In 2007, when Mylan Pharmaceuticals acquired EpiPen (an epinephrine auto-injector used in the treatment of life threatening allergies and bee-sting emergencies) and hiked the price from a little over $100 to $600 in 2016 (a 500% increase for a one-year, two-pack supply), Jeremy Counts (owner of Main Street Pharmacy in Blacksburg, Virginia) promptly challenged the greedy generic drug manufacturer with a $20 alternative.
“I buy the epinephrine in bulk and I get a good price and then I take the syringes and I pre-load them with 2 doses for people, and after I pre-load them, they’re ready to go. There is absolutely zero difference as far as the actual medication being delivered. The only difference is they’ve got a fancy pen with a spring in it.”
The only major difference between Count’s pens and Mylan’s EpiPens is that his alternative lasts about three months in storage while EpiPen lasts a year or 18 months maximum.
Enter Mark L. Baum.
Disgusted at Mylan’s decision to gouge the patients (considering the main ingredient, epinephrine, costs only a few dollars without the auto-injector), Baum is developing a customizable and compoundable alternative to EpiPen for less than $100.

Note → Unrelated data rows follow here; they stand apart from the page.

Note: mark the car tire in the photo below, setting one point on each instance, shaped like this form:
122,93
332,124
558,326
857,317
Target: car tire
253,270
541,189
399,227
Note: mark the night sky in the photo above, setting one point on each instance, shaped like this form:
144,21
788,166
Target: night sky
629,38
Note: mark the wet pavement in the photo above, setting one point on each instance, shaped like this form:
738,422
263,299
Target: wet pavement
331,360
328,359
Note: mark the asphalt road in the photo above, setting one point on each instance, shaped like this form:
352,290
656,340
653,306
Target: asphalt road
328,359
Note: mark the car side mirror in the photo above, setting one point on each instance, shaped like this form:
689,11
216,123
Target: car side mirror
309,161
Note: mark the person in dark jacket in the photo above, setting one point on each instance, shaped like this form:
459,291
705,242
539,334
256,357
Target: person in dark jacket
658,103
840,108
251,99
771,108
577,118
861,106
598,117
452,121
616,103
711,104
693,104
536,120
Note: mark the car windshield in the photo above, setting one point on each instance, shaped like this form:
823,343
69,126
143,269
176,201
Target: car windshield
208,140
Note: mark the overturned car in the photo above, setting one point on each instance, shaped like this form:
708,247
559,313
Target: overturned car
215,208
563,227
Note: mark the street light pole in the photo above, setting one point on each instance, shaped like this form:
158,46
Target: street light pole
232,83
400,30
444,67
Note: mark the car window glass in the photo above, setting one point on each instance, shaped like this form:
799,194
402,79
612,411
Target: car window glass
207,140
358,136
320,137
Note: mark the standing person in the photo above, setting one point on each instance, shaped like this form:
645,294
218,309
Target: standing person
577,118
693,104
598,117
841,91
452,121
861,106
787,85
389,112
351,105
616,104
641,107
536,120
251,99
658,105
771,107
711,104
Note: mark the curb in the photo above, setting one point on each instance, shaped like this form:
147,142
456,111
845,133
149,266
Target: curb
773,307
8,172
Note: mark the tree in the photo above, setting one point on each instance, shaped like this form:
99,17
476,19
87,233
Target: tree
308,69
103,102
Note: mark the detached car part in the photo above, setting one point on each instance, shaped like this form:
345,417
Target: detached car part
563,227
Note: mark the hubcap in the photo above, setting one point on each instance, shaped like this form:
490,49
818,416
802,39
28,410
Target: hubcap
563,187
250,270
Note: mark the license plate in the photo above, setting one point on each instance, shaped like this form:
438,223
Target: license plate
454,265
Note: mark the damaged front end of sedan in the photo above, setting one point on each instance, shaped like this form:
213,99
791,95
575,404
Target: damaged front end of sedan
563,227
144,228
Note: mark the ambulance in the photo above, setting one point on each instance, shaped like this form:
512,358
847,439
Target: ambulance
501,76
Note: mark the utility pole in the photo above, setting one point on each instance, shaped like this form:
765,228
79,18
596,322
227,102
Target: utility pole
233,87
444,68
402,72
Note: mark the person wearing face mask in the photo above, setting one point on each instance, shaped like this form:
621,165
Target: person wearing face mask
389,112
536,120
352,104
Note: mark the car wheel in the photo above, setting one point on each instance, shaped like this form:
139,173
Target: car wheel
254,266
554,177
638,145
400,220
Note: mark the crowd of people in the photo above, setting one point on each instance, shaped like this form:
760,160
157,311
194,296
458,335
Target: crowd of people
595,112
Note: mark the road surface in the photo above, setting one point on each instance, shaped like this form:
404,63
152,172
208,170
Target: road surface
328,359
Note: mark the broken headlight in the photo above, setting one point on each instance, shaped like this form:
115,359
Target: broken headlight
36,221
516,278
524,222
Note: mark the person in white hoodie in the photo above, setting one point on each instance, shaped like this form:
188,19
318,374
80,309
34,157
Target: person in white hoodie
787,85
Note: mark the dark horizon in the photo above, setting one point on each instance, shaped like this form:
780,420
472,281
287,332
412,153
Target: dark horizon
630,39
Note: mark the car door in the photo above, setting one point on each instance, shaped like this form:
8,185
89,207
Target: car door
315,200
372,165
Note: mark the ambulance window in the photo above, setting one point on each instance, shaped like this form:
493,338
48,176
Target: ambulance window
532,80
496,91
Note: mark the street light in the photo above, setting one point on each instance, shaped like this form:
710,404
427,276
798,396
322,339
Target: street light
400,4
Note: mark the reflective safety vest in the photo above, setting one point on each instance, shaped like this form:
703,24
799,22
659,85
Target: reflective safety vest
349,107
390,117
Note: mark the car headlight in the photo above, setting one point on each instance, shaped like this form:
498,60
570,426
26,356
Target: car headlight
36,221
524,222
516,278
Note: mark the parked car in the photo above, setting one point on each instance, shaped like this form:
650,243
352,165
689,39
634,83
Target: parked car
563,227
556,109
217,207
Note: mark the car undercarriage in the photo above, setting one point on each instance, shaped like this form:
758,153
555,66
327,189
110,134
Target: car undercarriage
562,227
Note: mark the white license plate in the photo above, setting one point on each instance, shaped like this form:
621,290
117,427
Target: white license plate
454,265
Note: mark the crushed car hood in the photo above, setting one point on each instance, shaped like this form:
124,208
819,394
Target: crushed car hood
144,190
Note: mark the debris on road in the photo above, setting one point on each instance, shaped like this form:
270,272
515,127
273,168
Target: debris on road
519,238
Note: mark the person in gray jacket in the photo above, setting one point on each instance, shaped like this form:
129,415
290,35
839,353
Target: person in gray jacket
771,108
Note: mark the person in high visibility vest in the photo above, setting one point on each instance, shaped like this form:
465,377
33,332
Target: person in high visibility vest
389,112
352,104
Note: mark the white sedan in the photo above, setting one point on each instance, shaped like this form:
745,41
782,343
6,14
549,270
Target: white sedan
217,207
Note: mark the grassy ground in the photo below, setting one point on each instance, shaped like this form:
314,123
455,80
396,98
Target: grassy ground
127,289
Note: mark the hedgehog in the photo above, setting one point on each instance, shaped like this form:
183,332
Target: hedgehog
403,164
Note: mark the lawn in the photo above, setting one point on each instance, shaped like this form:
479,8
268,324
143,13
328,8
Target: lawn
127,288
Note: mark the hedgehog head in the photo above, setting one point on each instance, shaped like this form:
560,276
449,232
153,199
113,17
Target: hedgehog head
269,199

Meanwhile, Dr Douglas McMahon from the Allergy and Asthma Center of Eagan, Minnesota, has created a cheaper and more compact epinephrine-delivering device — dubbed the AllergyStop — which he intends to sell for about a tenth of the price of EpiPen. Dr Douglas has already started crowd funding a $50 version of the EpiPen on IndieGogo with a $200,000 goal to complete quality testing and gain FDA approval. He told CBS Minnesota:
“I’ve been working on this for many years. I actually have severe food allergies myself, so I’ve needed to carry an Epinephrine device for many years. Throughout that process I’ve realized the current device [EpiPen] is really big and cumbersome, to the point where I hardly ever carried it. By chance I came to realize how inexpensive the parts were, including the medicine, and I realized we can sell it to patients for a very reasonable cost.”
San Diego-based Adamis Pharmaceuticals is also working on a pre-filled syringe system for injecting epinephrine, an alternative that will cost at least 40% less than the current market price for a one-year, two-pack supply of EpiPen. The product is currently under review by the FDA, and the company expects to start selling it in 2017.
Massachusetts-based Windgap Medical is also trying to get FDA approval for Abiliject, an EpiPen alternative that will have a shelf life of several years, making it more cost-effective than EpiPen. Abiliject, a device that won’t degrade when exposed to light or extreme temperatures, is about the size of a Bic lighter — less than half the girth of an EpiPen — so Windgap’s co-founder and CEO Christopher Stepanian believes users will be more likely to carry it with them at all times.
Two other EpiPen alternatives — the credit card-shaped Adrenacard, which can be stocked in one’s wallet, and a generic auto-injecting system from Teva Pharmaceuticals — are also in the works and could be available to consumers as soon as 2017.
But how did Mylan Pharmaceuticals get away with a 500% price increase in the very first place? Because it has a monopoly, writes Forbes, one that is maintained by the federal government’s own regulatory scheme which allowed, in fact encouraged, a billion-dollar market to be cornered by one supplier.